The last club she was involved with starting was Durham Central. Veroba said she hoped at least 50 people would show up to the first meeting.

“I worried all night before about whether or not we’d get 50 people at the first meeting. We had 210,” she says. “We didn’t have enough chairs for everybody.”

When she received the John R. Morris Award, in her speech, Veroba noted the club is a community.

“It’s a community for people after retirement because life changes a lot when you’re retired. You don’t have the same contacts with your colleagues or friends,” she says. ”Lives change, some move away, some become ill, so it all changes, and there was a real need for something to fill that gap, and that’s basically what’s happened with Probus.”

Veroba says she became involved when she retired in 1998 and a few friends told her about the club.

“My husband and I joined, and we met other people there and we got to know them. I became president after two or three years, and the club was growing, so we thought we’d start [Oshawa,] and it’s just kind went from there,” she says.

For her being president was all about being organized.

“You have to be well organized, and get everything set up, and you have to like working with people… and that’s one of the things that I’ve enjoyed because at all the clubs that I’ve helped to start, I’ve gone on

as acting past-president, because when it’s new there’s no acting past president…, and you just work with the people to get things going and I find it really rewarding,” she says.
She explains she’s isn’t the type of person who has a lot of hobbies, but she likes to be with people.

To receive the John R. Morris Award was overwhelming for Veroba, who is quick to point to the efforts of others on behalf of the club ahead of her own accomplishments.

Veroba pulled out a slip of paper containing passages from the speech she gave when she accepted the award.

“Many people have dedicated time, expertise, and themselves to our Probus clubs. Steering and planning committees, members of executives, as well as volunteer committee members all deserve recognition for their efforts,” she recited.

What the award means to her is how a group of people came together, and encouraged their new clubs to grow.

Veroba herself is from small-town Saskatchewan, the type of place where a lot of people in her community knew each other, far and wide. Her father was a salesperson, and her mother was a stay-at-home-mom.

She then went to teacher’s college in Regina before moving around a bit, then coming to Oshawa.

“I really enjoyed [being a teacher] because, again, it involved people and I enjoyed working with other people, the children, and their parents,” she says.

She put in 33 years of service as a teacher, working at 14 schools in three provinces, teaching every grade from Grade 1 to Grade 8, before becoming a special education teacher. She then got her masters in education before becoming a vice-principal, and then becoming a principal.

She is married with two sons, along with a number of grandchildren and great-grandchildren.

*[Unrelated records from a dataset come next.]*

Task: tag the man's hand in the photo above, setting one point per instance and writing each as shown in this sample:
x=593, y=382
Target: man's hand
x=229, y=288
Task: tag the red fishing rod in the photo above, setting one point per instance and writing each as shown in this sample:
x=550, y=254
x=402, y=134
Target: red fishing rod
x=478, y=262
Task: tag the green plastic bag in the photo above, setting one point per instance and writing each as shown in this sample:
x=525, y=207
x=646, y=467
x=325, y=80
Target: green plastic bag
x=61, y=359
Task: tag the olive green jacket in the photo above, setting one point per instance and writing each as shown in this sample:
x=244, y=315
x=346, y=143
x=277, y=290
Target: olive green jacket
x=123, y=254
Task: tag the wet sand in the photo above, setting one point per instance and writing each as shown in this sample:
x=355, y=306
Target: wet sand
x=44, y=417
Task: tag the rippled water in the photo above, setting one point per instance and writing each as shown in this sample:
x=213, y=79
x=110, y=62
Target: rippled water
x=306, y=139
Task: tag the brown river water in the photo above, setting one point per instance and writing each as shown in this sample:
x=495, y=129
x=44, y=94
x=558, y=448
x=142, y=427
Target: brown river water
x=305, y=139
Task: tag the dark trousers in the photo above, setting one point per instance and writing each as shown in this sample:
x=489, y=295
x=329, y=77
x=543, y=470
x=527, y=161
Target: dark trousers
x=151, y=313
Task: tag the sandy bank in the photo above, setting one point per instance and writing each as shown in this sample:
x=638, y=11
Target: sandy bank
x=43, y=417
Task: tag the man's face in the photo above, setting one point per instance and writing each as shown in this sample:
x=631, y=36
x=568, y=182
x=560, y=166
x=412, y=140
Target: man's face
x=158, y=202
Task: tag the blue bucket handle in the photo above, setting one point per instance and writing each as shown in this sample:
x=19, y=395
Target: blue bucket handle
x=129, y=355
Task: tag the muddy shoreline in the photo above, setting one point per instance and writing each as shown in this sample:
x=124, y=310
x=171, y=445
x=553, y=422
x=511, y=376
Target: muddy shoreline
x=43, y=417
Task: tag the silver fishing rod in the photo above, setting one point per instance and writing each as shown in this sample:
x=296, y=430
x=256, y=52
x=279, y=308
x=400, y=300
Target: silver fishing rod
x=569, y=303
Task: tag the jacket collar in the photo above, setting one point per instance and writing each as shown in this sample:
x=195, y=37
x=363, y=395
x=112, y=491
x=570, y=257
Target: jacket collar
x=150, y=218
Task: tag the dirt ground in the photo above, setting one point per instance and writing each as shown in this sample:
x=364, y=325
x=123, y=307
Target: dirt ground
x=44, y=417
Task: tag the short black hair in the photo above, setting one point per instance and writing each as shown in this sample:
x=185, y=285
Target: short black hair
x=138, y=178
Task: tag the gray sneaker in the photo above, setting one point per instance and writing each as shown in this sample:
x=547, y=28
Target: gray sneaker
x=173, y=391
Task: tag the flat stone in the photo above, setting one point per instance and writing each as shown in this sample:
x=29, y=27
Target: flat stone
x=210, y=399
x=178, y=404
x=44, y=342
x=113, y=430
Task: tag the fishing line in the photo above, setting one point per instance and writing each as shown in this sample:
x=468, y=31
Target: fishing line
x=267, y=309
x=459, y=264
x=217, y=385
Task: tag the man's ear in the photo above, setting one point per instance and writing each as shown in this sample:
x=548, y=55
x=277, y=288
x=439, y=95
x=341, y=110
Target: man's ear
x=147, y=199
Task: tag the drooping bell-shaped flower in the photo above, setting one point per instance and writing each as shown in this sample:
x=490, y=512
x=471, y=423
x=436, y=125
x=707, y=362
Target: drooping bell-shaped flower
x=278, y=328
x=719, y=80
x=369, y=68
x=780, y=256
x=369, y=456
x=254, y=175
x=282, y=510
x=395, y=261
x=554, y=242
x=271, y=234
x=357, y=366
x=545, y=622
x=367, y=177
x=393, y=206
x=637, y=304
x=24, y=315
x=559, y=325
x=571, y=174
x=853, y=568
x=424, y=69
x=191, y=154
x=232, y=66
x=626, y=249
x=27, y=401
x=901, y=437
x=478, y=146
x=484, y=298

Since retiring, Veroba has been the president of the local chapter of the Canadian Federation of University Women, president of Retired Teachers Ontario – Durham District, she belongs to her church’s ladies group, and worked with Meals on Wheels.

“Just a lot of different things in the community,” she said.

The Oshawa group meets monthly from 10 a.m. to noon and starts with letting members know what’s going on in the club, a treasurer’s report, social time, then a speaker.